Data generating process
Since DAPR1, you’ve been summarising data not just in terms of its central tendency (e.g., by using the mean or the median), but also in terms of its spread (e.g., by using the standard deviation or the range). We need to use both kinds of measures because there’s always variability in the data we observe. When we think about the process that generated our data, we are asking: Where does that variability come from?
Three sources of variability
(1) Our outcome data may contain variability which is generated by manipulating or controlling for certain variables. This is the kind of variability you’ve been modelling in DAPR1 and DAPR2. For example:
- The presence of a depressive disorder might generate wellbeing scores that are lower for people who have the disorder and higher for people who don’t have the disorder.
- An experimental manipulation might generate faster reaction times in one condition and slower reaction times in another condition.
- Right-handed keyboard responses might be faster for people who are right-handed and slower for people who are left-handed.
This kind of variability is reproducible. If you gathered new data and ran the analysis again, you would need the variables to contain the exact same levels. For example, if you ran the analysis again with new data, you would specifically look at the same depressive disorder, or specifically test the same experimental manipulation. And you would likely find a similar pattern of variability.
(2) Our outcome data may also contain variability which is generated by certain grouping variables that we don’t manipulate or control. This is the kind of variability that we will focus on in DAPR3. For example:
- A person with fast reflexes might generate faster reaction times than a person with slow reflexes (grouping variable: person).
- A difficult question in our test battery might generate lower success rates than an easier question (grouping variable: test question).
This kind of variability is random. If you gathered new data and ran the analysis again, these variables would not need to contain the exact same levels. For example, it doesn’t matter exactly who takes part in our reaction time experiment, because we want our results to generalise to a broader population of people. And it doesn’t matter exactly what questions we use in a test battery, because we want our results to generalise over a broad range of questions.
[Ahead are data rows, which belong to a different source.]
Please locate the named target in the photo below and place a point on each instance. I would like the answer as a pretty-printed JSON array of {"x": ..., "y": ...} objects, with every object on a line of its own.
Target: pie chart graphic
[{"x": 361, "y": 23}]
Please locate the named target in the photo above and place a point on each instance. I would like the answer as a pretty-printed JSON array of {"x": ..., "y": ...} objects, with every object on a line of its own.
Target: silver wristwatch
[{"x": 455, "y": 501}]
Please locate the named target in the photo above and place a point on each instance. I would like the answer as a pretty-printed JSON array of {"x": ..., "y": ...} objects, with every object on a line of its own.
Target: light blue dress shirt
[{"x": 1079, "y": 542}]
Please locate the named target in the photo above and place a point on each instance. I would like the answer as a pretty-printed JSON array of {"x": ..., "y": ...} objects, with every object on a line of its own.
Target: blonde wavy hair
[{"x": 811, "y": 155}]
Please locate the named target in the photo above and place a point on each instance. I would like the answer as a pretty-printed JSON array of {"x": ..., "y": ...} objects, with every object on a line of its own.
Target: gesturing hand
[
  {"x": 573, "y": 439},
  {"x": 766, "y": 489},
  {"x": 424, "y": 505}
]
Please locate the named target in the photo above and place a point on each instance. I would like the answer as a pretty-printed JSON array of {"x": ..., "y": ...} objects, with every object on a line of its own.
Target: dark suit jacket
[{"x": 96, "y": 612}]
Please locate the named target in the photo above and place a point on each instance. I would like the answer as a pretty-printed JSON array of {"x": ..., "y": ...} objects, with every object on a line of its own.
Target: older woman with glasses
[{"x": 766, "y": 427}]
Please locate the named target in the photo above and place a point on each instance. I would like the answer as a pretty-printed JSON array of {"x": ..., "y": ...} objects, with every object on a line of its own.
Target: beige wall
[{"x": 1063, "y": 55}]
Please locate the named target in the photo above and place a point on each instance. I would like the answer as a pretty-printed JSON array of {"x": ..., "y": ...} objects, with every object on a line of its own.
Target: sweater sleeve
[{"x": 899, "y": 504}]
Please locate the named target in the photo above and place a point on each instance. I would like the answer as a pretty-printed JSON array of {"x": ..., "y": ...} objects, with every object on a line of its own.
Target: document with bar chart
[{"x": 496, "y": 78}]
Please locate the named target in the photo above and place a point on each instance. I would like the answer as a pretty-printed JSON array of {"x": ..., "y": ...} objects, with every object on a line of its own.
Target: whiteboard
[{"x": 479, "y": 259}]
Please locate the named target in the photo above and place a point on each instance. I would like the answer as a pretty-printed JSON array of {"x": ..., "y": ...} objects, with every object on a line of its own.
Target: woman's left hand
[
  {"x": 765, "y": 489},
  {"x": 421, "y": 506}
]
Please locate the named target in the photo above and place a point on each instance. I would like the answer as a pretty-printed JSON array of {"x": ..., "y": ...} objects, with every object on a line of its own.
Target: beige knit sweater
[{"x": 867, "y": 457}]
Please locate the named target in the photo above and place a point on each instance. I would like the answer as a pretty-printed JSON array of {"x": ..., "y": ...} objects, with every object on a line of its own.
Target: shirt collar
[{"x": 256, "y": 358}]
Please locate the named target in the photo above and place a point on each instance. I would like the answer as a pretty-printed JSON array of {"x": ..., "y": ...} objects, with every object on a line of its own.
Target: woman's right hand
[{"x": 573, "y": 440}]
(3) Our outcome data will also always contain left-over variability that’s not associated with any variable in our dataset at all. This variability is random noise, generated because the world is random.
Models formalise the data generating process
When we define a model for our data, we’re essentially saying “this is how we think this data was produced”. More technically, we can say that we’re using a model to “formalise” the data generating process.
Each kind of variability outlined above appears in our model in a particular way:
We model manipulated / controlled / reproducible variability using fixed effects.
We model non-manipulated / non-controlled / random variability using random effects.
Purely random left-over variability appears in our models as the models’ residuals.